Perhaps the most surprising twist in Season 1 of “Strange New Worlds” was the revelation that Spock’s fiancée T’Pring (Gia Sandhu) is unknowingly overseeing a Vulcan prison that houses Spock’s half-brother, Sybok. The character was introduced as the main villain in the 1989 feature film “Star Trek V: The Final Frontier,” as played by Laurence Luckinbill (after Sean Connery couldn’t do it), but the movie is widely considered one of the worst “Trek” films ever, and the character has since faded into obscurity. (It didn’t help that Spock had never mentioned Sybok before “Star Trek V,” either.)
Myers can’t remember who had the idea to bring Sybok back into the “Trek” fold, but says it grew out of the conception of Episode 7, “The Serene Squall,” which centered on Angel (Jesse James Keitel), a nonbinary space pirate who befriends — and then betrays — Spock in an (initially successful) attempt to commandeer the Enterprise.
“We wanted to do a villain that harkened back to classic ‘Trek’ — a really fun, scenery-chewing villain who you just want to see again and again and again, but also could be a villain that we can only do now,” Myers says. “In doing a story about someone who’s nonbinary, it really tied into the story about Spock reckoning with his identity. The Sybok piece was an interesting way to tie into Spock’s past, and to reclaim a piece of ‘Trek’ lore.”
Despite Sybok’s dubious origins in “Star Trek V,” Myers and the writers liked that the character’s decision to forsake logic and embrace his emotions contrasted with Spock’s dogged pursuit of pure logic.
“You know, look, that movie is, uh — let me just say it’s not my favorite of the ‘Trek’ movies,” Myers says with a laugh. “But even in the ‘Trek’ movies that don’t work as well, there’s always something interesting. I liked that character, and the idea of a Vulcan who is wrestling with emotion. Science fiction is about playing with ideas. We’re not just moving chess pieces around.”
Sybok appears only from the back at the very end of “The Serene Squall,” and that’s the last we see of him in Season 1. But Myers is tight-lipped on when, or whether, he may show up again. “Sometimes you do these things in TV where you pull the thread just to see where it gets you,” he says. “You don’t have to wrap everything up. We wanted to throw out some more ideas that may come back and intersect with the show in the future.”
“This Is the Pike Show”
The future of “Strange New Worlds” is, at least in part, already written: The series wrapped production earlier this month on Season 2, and will feature Wesley as Kirk years before he becomes a Starfleet captain.
“The Kirk that we’re going to meet in Season 2 is a lieutenant who is on his way to becoming a first officer in the fleet,” Myers says. “He is not yet the person we’ve come to know, to the same extent that Uhura and Spock and Chapel are not yet the person that we that we come to know on the original series. There’s still some growth, and things that he’s going through that we want to explore.”

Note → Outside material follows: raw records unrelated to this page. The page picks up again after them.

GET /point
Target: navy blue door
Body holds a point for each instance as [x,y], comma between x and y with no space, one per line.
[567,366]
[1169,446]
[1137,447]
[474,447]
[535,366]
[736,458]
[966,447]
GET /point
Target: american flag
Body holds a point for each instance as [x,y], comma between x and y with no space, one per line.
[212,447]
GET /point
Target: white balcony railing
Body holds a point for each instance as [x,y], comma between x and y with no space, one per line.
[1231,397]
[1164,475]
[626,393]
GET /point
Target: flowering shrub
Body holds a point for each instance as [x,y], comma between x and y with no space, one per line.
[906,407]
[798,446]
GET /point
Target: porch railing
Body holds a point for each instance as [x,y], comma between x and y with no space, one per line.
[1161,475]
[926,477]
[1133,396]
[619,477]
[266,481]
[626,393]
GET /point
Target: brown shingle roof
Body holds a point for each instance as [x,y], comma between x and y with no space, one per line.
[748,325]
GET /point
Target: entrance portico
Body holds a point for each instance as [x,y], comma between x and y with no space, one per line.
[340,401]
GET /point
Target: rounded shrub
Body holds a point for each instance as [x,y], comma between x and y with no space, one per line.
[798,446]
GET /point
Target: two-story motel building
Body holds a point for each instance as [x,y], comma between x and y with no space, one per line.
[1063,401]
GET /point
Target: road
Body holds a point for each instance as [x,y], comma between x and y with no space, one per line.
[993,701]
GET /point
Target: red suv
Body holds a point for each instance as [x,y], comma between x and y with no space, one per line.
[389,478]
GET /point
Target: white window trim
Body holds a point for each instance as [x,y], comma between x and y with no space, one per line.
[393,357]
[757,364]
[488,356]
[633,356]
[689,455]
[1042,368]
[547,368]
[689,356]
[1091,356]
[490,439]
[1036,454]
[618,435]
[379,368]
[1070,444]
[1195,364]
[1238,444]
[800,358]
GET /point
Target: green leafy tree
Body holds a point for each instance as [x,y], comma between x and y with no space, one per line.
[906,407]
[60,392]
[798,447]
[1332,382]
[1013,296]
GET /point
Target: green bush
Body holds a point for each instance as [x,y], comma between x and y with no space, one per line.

When Mount, Peck and Romijn were first cast, it was for Season 2 of “Discovery” — with no sense at the time that they would ever be spun-off into their own show. Now that Myers has actors for Kirk, Spock and Uhura, however, it’s hard to ignore the prospect of continuing the “Star Trek” story into the era of the original series.

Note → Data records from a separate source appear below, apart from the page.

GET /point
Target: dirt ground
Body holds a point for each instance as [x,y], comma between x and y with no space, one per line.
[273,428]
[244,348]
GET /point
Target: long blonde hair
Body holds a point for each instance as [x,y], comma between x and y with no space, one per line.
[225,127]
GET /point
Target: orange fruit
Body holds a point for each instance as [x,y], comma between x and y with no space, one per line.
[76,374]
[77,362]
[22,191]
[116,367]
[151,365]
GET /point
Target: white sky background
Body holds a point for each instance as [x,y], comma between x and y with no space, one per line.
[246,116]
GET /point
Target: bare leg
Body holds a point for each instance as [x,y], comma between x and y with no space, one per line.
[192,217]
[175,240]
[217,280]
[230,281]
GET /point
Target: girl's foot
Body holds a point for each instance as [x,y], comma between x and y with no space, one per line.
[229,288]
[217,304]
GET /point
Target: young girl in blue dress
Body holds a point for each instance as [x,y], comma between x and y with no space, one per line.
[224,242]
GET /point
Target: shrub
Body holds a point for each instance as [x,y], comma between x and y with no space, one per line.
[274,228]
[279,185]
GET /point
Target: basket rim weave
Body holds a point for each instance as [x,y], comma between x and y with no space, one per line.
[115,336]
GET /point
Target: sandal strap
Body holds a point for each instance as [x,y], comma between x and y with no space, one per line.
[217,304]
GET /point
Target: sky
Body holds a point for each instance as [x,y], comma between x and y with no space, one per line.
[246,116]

“Look, I would love nothing more than to then to go all the way forward to the future, and eventually do that with them,” he says. “But there’s a lot of stories before that. I’ll tell you what Kirk isn’t: He isn’t the replacement captain. This is the Pike show. This is the Spock show. This is the Number One show. We have a lot of stories yet to tell with them. That said, who knows what the future holds. We would be so lucky to have that Enterprise.”
He pauses, and answers with a knowing glint in his eyes. “I think that that would be an unbelievably interesting experiment,” he says. “But I don’t want to put the cart before the horse, because I love this show. And I hope we get to do it for a while.”